Someone whose name she even knew.

Nina shook her head. “Nothing, Jason. I’ve just been worrying about stuff, that’s all.”

She turned away, but Jason once again caught her by the arm and turned her to face him.

“That’s bull hockey, hon, and you know it. This is Jason, remember? You’re really hurting my feelings, shutting me out like this. As the hart panteth after the water brooks, so panteth my soul after thee, O Nina.”

“You’re such an idiot,” she giggled, his concern for her touching, and she really did want to share her feelings with someone, didn’t she?
It was just that…

“You’d think I was crazy, if I told you,” she said, sighing and lifting her leg to him. He hoisted it to his shoulder; she grasped her ankle with both hands and slowly lowered her face toward her shin.

“Crazy? Are you forgetting whom you are talking to, Babe?” he asked. “This is the guy who swears he fought alongside King David in a former lifetime, remember?”

“Well, you got me there,” Nina replied, switching legs and slowly lowering herself again. “Do you know déjà vu?”

“Been there, done that, all over again,” Jason replied.

“What causes it, do you think?” The endorphins were kicking in, leaving her emptied out and relaxed. Her feet on the ground now, she locked her knees, bent slowly down and placed both palms on the macadam, held for a count of five, then straightened.

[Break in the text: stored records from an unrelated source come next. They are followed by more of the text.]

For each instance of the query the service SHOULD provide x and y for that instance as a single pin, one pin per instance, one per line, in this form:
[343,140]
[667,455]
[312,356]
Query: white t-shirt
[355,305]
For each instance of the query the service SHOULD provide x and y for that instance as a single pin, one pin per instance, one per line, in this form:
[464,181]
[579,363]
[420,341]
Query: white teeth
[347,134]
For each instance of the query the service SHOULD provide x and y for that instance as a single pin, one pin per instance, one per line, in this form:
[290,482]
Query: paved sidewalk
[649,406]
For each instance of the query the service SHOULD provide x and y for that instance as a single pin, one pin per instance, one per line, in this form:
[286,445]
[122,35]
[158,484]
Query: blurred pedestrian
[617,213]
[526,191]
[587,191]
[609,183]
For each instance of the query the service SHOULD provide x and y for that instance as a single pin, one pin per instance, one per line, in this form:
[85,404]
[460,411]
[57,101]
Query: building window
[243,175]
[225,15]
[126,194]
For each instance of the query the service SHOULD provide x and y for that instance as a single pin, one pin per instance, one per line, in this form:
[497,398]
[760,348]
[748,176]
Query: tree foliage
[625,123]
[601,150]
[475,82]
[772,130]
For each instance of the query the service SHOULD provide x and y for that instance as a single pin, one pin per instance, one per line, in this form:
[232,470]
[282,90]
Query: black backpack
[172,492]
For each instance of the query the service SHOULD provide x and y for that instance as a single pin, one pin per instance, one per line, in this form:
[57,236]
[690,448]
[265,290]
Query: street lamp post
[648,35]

“Seriously, what do I believe?”

Nina nodded as they turned and started to walk along the rural road where the trees were beginning to put on their autumn wardrobes.

“I believe someone goes back in time, one way or another, and changes something, something minor, mostly, and creates a new reality for a person or persons, only the person remembers both realities.”

Nina stopped, startled, for a moment forgetting that this was another of Jason’s eccentricities: Time travel movies and books--anything on time travel.

But it was so close to explaining what was happening to her that she felt her skin crawling with goose bumps.

“You really believe that?” she asked.

Jason shrugged. “Makes sense to me.”

“Yeah, me too,” she murmured, turning to start a light jog again. “What say that, after Skirmish, we have a few drinks at the Aerie and discuss this farther,” she said over her shoulder. “And maybe, just maybe, I’ll tell you what’s on my mind. Last one back buys,” she added.

“Hang out the flag,” Jason whooped, breaking into a run. “I will bless the Lord at all times: his praise shall continually be in my mouth.”


“What shall it be today, jungle or desert warfare?” Jason asked in the Weapons Room. He loved this room with its vast array of weaponry, ancient and modern, and some that the world hadn’t yet seen.

“Neither,” Nina replied. Going into what they affectionately called The Museum, because of the seldom-used weapons of antiquity there, she led him to a glass case and opened it. Mounted inside were an assortment of wooden stakes and crucifixes and other oddities.

“What, are we going to be fighting vampires?” Jason asked.

Nina smiled. “Just wait till you see this new training facility. You’re going to love it.”

Jason shrugged, and Nina felt again the weird sense of déjà vu wash over her, so strong that she felt dizzy. That shrug…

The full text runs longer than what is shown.